One of the least popular outcomes of the previous Labour Government's wholesale relaxation of planning legislation, the designation of ordinary homes with gardens as previously developed land and therefore in the same so-called 'brownfield' category that was originally meant to restore derelict industrial plots, meant that developers were able to exploit this loophole to build high-density blocks of flats on plots with modest homes that featured large gardens.
Many critics felt that the resultant alien forms of high-density dwellings had destroyed the character of many streets outside of conservation areas as canny developers cherry-picked prime residential sites. In some areas this had a disastrous domino effect, as developers were able to buy-up blighted neighbouring properties to assemble even larger plots.
Developers were quickly attracted to garden grabbing rather than regenerating redundant old industrial sites because the land was often cheaper and they did not have extra costs of renovating Victorian factory structures or clearing contaminated sub-soils.

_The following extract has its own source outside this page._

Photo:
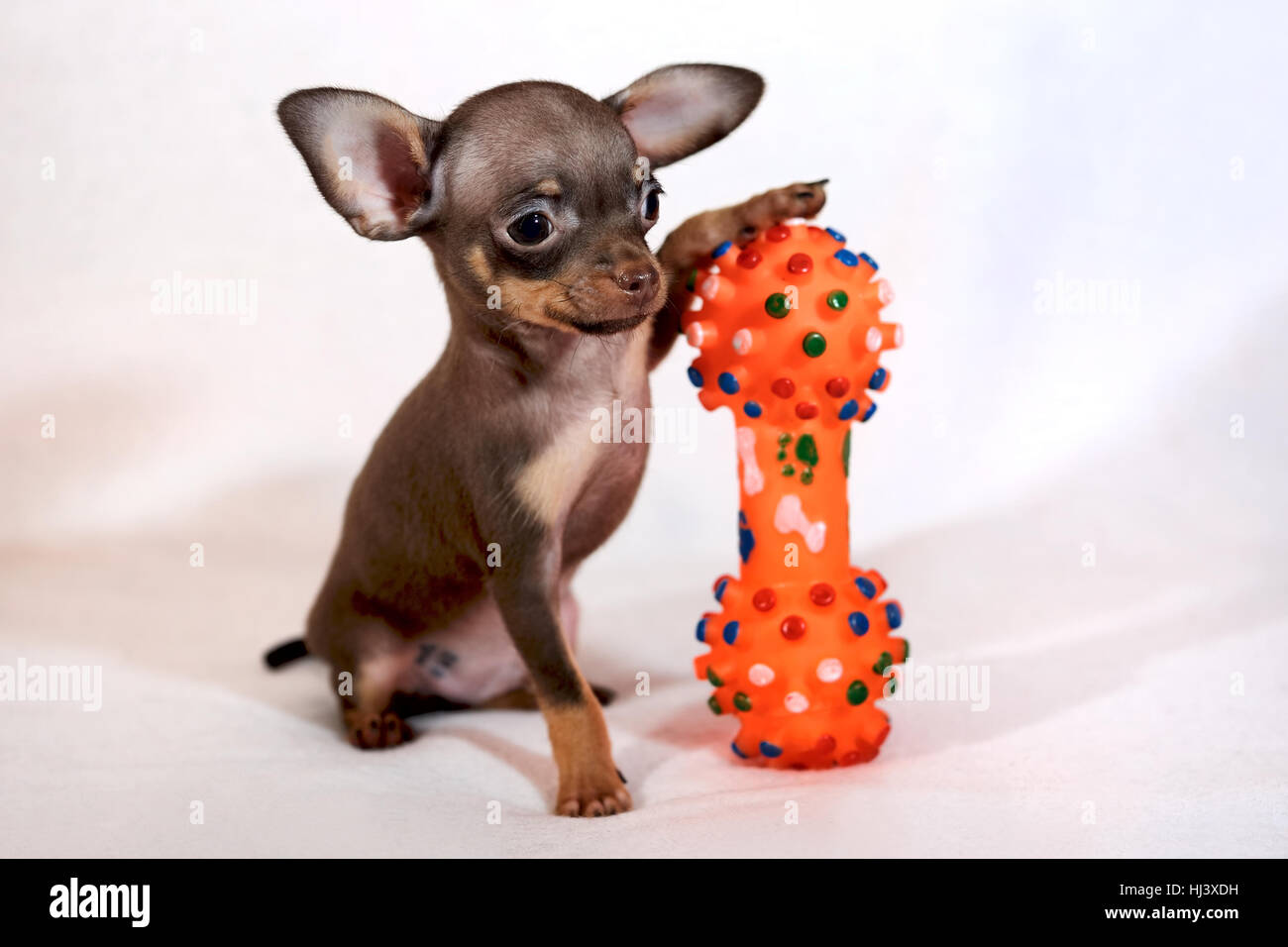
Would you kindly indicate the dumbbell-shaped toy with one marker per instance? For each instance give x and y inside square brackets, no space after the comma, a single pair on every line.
[790,334]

In a densely populated inner London area like Lambeth, green space is at a premium - and large swathes of North Lambeth actually have a deficit of green space even by the Council's own definition - so private gardens give some welcome relief to the built environment, provide small green pockets where a hugely diverse variety of flora and fauna flourish, counter and improve high pollution levels, and provide natural run-off areas for surface water.
If nothing else, the changes will allow a welcome respite in the current rush to build on almost any plot however unsuitable it may be and where proper facilities for rapid localised increases of population do not accompany such speculative development.
With greater powers now being given to local authorities to decide on local need and circumstances comes the hope that the natural environment also now figures in the housing equation.
If Labour Lambeth can also manage to let the disgraceful number of empty properties it has allowed to moulder or become squatted over the past four years to those on its shockingly high housing waiting list then, maybe, some of the pressure will be relieved to build ever higher density and largely unplanned homes in some of our leafier enclaves.